My God, it’s been one meltdown after another today, and I’m trying to put into words what that does to me as a parent.
I understand meltdowns, and I know that they are outside of a person’s control. My kids are no exception to that rule. They don’t have meltdowns because it’s fun for them to experience one. They have them because their bodies reach a point where there’s no choice but to purge.
Meltdowns aren’t fun for anyone, especially the person having them.
With all that said, I think it’s so important that we not discount what a parent or caregiver experiences during a meltdown.
In my experience with meltdowns, best case scenario, I’m looking at a lot of screaming, stomping, and door slamming… Worst case scenario, I’m looking at violent rages, that can lead to unintentional physical harm to the person having the meltdown, or those around them.
Those are the polar extremes. There’s a million other things that can happen somewhere in between those poles.

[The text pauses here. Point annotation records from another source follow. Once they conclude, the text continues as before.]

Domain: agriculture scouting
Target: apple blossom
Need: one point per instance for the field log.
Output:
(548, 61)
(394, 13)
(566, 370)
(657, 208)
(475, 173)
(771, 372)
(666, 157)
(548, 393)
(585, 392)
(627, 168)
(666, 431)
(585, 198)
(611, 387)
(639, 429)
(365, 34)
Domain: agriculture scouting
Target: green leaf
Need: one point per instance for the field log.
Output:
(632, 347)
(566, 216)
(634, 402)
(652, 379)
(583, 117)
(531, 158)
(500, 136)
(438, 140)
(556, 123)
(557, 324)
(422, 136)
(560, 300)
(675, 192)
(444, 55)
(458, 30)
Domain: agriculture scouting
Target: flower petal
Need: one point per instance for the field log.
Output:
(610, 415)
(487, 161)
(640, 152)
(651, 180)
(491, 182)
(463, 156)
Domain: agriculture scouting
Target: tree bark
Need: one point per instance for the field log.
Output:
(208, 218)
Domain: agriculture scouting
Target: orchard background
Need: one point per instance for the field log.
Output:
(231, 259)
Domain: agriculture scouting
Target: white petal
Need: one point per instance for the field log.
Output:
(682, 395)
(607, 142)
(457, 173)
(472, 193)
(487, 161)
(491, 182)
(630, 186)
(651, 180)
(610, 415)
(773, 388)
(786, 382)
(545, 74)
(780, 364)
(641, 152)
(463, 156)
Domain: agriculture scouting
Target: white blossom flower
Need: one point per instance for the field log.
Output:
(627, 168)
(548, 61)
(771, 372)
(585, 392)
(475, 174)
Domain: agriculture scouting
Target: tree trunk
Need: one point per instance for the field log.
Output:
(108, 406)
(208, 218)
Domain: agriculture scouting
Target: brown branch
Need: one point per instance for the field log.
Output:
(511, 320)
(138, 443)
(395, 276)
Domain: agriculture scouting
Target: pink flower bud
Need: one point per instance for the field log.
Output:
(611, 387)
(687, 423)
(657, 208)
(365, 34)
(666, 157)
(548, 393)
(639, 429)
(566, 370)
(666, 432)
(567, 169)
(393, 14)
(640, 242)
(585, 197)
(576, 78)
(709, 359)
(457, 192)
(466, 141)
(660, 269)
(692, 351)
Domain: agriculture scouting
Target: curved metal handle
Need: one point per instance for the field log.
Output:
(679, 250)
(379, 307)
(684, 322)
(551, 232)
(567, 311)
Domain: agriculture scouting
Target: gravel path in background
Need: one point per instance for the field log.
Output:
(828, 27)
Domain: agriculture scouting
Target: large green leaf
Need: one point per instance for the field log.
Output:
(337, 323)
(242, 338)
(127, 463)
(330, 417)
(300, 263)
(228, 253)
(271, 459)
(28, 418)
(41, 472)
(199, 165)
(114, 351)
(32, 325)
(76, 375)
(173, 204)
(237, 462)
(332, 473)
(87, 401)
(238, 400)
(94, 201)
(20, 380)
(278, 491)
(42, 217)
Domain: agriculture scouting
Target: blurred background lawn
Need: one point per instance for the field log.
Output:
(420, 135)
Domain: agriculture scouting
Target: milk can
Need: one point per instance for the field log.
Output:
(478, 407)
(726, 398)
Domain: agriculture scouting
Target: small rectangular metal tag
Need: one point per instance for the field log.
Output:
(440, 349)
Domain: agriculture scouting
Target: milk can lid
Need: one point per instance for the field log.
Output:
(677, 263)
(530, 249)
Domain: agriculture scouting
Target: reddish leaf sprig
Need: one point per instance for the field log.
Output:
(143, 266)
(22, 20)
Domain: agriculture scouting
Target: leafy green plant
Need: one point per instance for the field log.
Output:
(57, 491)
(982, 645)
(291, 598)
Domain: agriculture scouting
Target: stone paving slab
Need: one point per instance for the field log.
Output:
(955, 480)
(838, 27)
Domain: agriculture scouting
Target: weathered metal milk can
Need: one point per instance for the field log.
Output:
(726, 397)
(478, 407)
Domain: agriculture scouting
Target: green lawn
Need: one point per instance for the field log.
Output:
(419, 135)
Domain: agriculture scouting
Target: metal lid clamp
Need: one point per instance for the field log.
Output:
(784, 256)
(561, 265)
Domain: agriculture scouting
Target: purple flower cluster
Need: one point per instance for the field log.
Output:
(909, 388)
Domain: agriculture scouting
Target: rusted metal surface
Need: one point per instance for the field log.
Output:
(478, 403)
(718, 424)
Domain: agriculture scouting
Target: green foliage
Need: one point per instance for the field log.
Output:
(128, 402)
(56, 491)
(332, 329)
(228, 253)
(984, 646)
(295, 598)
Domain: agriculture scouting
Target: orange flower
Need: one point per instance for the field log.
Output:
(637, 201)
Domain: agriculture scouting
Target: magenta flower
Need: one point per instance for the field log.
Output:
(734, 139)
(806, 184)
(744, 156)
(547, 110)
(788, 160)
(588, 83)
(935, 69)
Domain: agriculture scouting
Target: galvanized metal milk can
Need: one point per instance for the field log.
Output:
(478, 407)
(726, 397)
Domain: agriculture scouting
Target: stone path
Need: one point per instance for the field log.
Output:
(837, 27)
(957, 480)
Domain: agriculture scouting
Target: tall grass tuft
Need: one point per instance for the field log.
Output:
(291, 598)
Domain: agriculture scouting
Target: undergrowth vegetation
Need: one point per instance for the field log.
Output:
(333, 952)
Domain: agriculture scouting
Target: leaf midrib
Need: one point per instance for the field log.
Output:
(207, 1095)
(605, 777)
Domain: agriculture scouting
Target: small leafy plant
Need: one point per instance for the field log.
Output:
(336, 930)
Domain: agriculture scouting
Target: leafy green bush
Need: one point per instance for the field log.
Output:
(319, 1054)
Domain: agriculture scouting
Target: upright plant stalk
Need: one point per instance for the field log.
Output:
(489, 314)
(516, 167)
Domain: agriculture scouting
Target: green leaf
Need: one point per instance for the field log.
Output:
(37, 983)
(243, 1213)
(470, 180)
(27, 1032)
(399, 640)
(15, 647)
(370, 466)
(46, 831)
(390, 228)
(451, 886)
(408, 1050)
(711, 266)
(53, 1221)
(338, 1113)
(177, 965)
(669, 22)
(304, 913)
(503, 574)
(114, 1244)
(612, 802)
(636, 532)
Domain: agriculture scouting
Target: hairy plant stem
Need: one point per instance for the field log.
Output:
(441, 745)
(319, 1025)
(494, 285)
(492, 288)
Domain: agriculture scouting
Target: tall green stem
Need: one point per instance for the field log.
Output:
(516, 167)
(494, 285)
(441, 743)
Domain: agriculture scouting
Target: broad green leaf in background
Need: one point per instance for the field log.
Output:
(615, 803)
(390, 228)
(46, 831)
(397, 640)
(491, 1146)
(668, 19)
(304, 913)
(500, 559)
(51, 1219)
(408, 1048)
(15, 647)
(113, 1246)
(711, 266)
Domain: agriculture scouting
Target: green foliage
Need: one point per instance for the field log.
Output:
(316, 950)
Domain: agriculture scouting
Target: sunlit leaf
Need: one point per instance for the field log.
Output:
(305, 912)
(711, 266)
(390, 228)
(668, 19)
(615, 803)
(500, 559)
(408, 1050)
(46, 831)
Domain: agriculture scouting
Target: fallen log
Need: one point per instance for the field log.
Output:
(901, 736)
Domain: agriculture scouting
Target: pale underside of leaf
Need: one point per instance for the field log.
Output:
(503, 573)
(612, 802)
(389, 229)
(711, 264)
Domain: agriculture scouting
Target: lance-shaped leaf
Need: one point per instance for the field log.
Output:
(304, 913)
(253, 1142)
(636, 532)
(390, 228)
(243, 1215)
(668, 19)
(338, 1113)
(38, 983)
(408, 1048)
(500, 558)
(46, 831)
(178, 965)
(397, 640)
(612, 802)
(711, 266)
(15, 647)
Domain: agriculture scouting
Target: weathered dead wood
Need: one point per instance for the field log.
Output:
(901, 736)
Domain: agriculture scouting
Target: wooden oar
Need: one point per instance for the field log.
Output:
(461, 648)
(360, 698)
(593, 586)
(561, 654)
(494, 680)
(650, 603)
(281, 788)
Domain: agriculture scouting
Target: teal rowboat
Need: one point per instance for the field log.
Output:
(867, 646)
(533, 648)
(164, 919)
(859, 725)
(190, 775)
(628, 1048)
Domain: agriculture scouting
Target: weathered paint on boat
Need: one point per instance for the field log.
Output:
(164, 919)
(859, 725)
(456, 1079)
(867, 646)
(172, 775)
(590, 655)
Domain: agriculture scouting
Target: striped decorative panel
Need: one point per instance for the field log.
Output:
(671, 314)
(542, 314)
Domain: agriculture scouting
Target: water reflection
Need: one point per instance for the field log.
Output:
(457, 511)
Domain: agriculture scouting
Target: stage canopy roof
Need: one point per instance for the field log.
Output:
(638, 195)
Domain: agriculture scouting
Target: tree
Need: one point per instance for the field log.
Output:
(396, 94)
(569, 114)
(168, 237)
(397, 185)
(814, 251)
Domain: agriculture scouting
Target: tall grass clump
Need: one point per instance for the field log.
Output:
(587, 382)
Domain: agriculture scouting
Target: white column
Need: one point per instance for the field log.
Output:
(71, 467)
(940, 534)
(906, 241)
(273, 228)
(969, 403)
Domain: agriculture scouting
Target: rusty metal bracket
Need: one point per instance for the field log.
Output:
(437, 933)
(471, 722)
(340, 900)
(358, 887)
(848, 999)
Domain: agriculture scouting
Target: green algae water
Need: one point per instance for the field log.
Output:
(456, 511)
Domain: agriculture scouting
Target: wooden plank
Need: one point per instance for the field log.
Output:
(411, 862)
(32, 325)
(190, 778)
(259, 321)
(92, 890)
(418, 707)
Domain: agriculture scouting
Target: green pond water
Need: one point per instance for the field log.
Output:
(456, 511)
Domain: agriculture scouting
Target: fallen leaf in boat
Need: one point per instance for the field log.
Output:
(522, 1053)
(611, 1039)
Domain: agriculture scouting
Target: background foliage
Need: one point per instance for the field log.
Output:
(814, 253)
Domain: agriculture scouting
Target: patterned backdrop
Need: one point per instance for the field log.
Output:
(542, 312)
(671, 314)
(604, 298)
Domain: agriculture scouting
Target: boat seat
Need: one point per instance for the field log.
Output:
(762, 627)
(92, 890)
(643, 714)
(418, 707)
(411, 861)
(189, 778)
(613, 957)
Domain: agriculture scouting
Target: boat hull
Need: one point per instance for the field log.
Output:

I know that both my wife and I have been injured during meltdowns over the years. It’s mostly that we ended up collateral damage. We’ve been very lucky in this regard, because it’s only happened a handful of times over the fourteen years we’ve been acquainted with meltdowns.
What does happen all the time is an increased level of stress, as a result experiencing a meltdown with my kids.
It’s stressful for a number of reasons, but two really impact me personally.
The first is the stress I feel because my child having the meltdown, is very much in distress. I want to fix it. I want to take away their pain, and I can’t. That’s hugely upsetting for me, because I have that irrational belief that a father should always be able to help their kids.
Sometimes all I can do is weather the storm and be there when it’s over.
The other really stressful part for me is the blood curdling screams. Meltdowns can last anywhere from a few minutes to a few hours. That time is often filled with the kind of screaming that I can’t get out of my head. Tuning it out is nearly impossible, at least for me.
I know that the screaming isn’t necessarily directed at me, but those shrill, high pitched sound waves assault me anyways. Before Autism, I didn’t know that sound could take some much out of a person, but I certainly do now.
Over time, meltdowns can really take a toll on a parent. It’s one of those things that is so hard to get the world at large to understand. It’s also one of the reasons that I avoid anything that has been known to trigger a meltdown in the past. I avoid those things like the fucking plague.